Warum sollte man denn auch hier gerne sein?

Es ist 8.46 Uhr und ich lasse mich hier nieder, mitten auf einem Stuhl unten bei der „Konsti“. Ich bestelle einem Kaffee. Einen Kaffee - schwarz, ohne Milch und ohne Zucker. Ich bin noch etwas müde.

Mein Kaffee kommt sofort, er dampft und riecht stark nach Bohne. Genau das richtige am Montagmorgen. Ich gönne mir einen Schluck und der Intensiv-Herbe Geschmack umspielt meinen Gaumen. Es ist 8.48 und ich lehne mich zurück. Ich schaue mich um …

Komisch, aus diesem Blickwinkel habe ich die „Konsti“ noch nie gesehen. Ich sehe den Obst-und Gemüse Händler, der gut gelaunt seine Waren anbietet. Direkt neben mir befindet sich die „U-Backstation“, eine Selbstbedienungs-Bäckerei. Ich sehe eine kleine Menschen Schlange von etwa 8-9 Personen, die sich für den Morgen rüstet. Ein Brötchen und einen coffe to go, ein Laugenbrezel und ein coffe to go, eine Käse-Schinken-Stange und … natürlich einen coffe to go!

Ich nehme noch einen Schluck von meinem Kaffee und schaue auf die Uhr.
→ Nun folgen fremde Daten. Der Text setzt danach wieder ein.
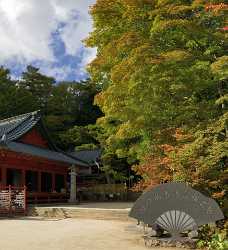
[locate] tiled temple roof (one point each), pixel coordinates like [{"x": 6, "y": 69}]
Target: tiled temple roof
[{"x": 13, "y": 128}]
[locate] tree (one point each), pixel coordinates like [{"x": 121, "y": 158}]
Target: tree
[
  {"x": 13, "y": 100},
  {"x": 155, "y": 65}
]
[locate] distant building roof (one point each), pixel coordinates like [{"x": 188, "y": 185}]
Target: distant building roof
[
  {"x": 90, "y": 156},
  {"x": 13, "y": 128}
]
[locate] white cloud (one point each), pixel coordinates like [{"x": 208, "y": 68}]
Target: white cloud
[{"x": 26, "y": 28}]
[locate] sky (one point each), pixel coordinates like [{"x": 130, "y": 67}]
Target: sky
[{"x": 47, "y": 34}]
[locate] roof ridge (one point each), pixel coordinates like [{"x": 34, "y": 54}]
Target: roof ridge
[{"x": 18, "y": 116}]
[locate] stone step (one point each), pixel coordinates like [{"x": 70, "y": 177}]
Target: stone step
[{"x": 86, "y": 213}]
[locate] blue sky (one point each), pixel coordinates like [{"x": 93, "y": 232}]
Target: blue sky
[{"x": 47, "y": 34}]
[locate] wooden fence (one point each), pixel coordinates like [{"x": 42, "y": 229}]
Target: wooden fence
[{"x": 12, "y": 201}]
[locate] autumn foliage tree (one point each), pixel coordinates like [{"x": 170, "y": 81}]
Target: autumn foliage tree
[{"x": 162, "y": 67}]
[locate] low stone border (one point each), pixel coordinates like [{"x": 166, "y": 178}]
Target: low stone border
[{"x": 151, "y": 241}]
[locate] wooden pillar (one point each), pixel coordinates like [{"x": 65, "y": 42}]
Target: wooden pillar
[
  {"x": 65, "y": 182},
  {"x": 73, "y": 189},
  {"x": 4, "y": 176},
  {"x": 53, "y": 181},
  {"x": 39, "y": 181},
  {"x": 23, "y": 177}
]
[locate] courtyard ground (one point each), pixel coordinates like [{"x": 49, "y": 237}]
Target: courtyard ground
[{"x": 34, "y": 233}]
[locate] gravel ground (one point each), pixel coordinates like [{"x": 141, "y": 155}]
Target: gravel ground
[{"x": 69, "y": 234}]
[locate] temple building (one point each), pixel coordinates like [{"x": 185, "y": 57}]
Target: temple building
[{"x": 29, "y": 158}]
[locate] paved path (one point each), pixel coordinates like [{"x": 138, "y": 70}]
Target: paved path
[{"x": 68, "y": 234}]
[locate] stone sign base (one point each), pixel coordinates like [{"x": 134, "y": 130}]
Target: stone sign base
[{"x": 183, "y": 242}]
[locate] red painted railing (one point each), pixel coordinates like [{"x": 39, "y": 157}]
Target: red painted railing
[{"x": 12, "y": 200}]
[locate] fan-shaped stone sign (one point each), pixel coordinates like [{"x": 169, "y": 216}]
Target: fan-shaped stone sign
[{"x": 176, "y": 208}]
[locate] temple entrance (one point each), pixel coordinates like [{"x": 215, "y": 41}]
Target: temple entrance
[
  {"x": 59, "y": 183},
  {"x": 46, "y": 182},
  {"x": 31, "y": 180},
  {"x": 14, "y": 177}
]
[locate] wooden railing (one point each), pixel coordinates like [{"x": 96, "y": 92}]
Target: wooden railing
[
  {"x": 12, "y": 200},
  {"x": 41, "y": 197}
]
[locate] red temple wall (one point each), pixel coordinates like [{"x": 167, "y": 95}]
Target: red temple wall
[
  {"x": 33, "y": 137},
  {"x": 20, "y": 161}
]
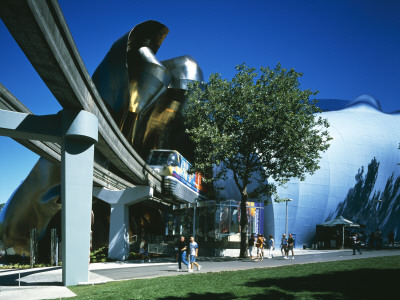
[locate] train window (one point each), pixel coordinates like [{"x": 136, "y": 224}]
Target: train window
[
  {"x": 160, "y": 158},
  {"x": 172, "y": 160}
]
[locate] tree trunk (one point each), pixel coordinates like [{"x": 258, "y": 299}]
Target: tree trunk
[{"x": 243, "y": 225}]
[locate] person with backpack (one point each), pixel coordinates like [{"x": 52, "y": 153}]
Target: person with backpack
[
  {"x": 284, "y": 246},
  {"x": 252, "y": 240},
  {"x": 271, "y": 246}
]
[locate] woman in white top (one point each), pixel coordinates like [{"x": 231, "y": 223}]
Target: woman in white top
[{"x": 271, "y": 246}]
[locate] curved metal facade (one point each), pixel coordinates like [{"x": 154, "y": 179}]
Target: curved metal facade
[{"x": 359, "y": 168}]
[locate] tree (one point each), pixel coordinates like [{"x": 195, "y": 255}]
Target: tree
[{"x": 259, "y": 126}]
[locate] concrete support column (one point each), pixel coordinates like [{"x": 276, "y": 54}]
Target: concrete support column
[
  {"x": 77, "y": 152},
  {"x": 77, "y": 133}
]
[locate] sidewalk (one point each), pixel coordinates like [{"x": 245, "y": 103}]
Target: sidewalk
[{"x": 45, "y": 283}]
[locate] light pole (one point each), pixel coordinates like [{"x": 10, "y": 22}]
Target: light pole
[
  {"x": 377, "y": 207},
  {"x": 286, "y": 200}
]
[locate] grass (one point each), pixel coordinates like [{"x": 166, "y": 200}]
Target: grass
[{"x": 372, "y": 278}]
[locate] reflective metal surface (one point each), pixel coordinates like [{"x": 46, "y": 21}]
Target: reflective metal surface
[
  {"x": 32, "y": 205},
  {"x": 146, "y": 99},
  {"x": 146, "y": 96}
]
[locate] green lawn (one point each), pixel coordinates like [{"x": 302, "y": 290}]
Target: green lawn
[{"x": 372, "y": 278}]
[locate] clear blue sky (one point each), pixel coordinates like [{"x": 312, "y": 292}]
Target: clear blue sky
[{"x": 344, "y": 48}]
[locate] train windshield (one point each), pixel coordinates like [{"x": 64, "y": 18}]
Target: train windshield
[{"x": 159, "y": 158}]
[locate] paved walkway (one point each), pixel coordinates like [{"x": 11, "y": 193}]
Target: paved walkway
[{"x": 45, "y": 283}]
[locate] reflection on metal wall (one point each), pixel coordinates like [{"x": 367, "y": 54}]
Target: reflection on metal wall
[
  {"x": 146, "y": 99},
  {"x": 32, "y": 205},
  {"x": 359, "y": 169}
]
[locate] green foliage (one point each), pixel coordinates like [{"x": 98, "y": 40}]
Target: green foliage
[
  {"x": 259, "y": 125},
  {"x": 346, "y": 279}
]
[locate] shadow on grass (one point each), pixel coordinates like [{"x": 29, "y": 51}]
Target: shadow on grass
[
  {"x": 12, "y": 279},
  {"x": 210, "y": 296},
  {"x": 357, "y": 284}
]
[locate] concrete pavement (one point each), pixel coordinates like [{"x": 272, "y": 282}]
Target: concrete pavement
[{"x": 45, "y": 283}]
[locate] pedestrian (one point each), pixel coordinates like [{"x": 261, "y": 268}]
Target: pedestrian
[
  {"x": 290, "y": 245},
  {"x": 144, "y": 250},
  {"x": 391, "y": 238},
  {"x": 182, "y": 248},
  {"x": 252, "y": 240},
  {"x": 271, "y": 246},
  {"x": 260, "y": 247},
  {"x": 378, "y": 236},
  {"x": 284, "y": 246},
  {"x": 194, "y": 250},
  {"x": 356, "y": 244}
]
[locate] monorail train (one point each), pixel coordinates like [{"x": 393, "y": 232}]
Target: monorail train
[{"x": 174, "y": 168}]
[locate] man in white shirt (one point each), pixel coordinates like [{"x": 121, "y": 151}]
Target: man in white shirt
[{"x": 194, "y": 250}]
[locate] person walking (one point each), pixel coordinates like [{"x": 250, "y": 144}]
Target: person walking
[
  {"x": 284, "y": 246},
  {"x": 391, "y": 238},
  {"x": 194, "y": 250},
  {"x": 252, "y": 241},
  {"x": 260, "y": 247},
  {"x": 271, "y": 246},
  {"x": 290, "y": 245},
  {"x": 356, "y": 243},
  {"x": 182, "y": 249},
  {"x": 144, "y": 250}
]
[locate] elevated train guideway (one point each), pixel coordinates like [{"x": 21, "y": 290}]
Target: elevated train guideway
[{"x": 41, "y": 32}]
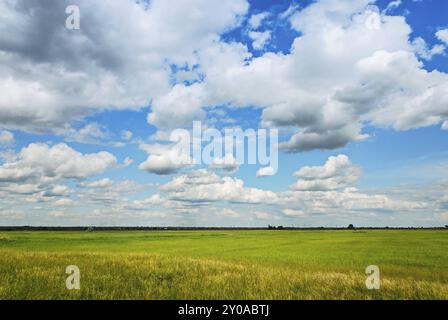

Es ist 8.53 Uhr.

Ich schaue mich um und bemerke, dass hier ein ganzes „Business“ stattfindet.
Ein ganzes Business um die Leute „fit für den Morgen“ zu machen. Ich sehe Bäckereien, ein Café, Zeitungsverkäufer und selbst der Obst-und-Gemüse Händler verkauft seine „Vitamin Drinks“ für den Morgen. Der Morgen scheint die Umsatzstärkste Zeit hier zu sein. Interessant, denke ich mir und nehme einen größeren Schluck von meinem Kaffee. Ich spüre wie mein Herz anfängt schneller zu schlagen, ich merke wie das Koffein meinen Herzschlag beschleunigt und das Blut in meine Gefäße pumpt. Mir wird warm!

Es ist 8.59 Uhr.
Ich lausche der Geräuschkulisse. Erstaunlicherweise ist es nicht so laut wie man denken würde. Man hört Frauenschuhe „tik-tik-tik...“ ,man hört das Rascheln der Papiertüten von der Bäckerei, man hört wie die U-Bahn ein-und abfährt, man hört die Rolltreppe und man hört dumpfes Gemurmel.


Es ist 9.02 Uhr
Ich nehme noch einen Schluck Kaffee, der langsam anfängt zu wirken. Ich bin nicht mehr müde.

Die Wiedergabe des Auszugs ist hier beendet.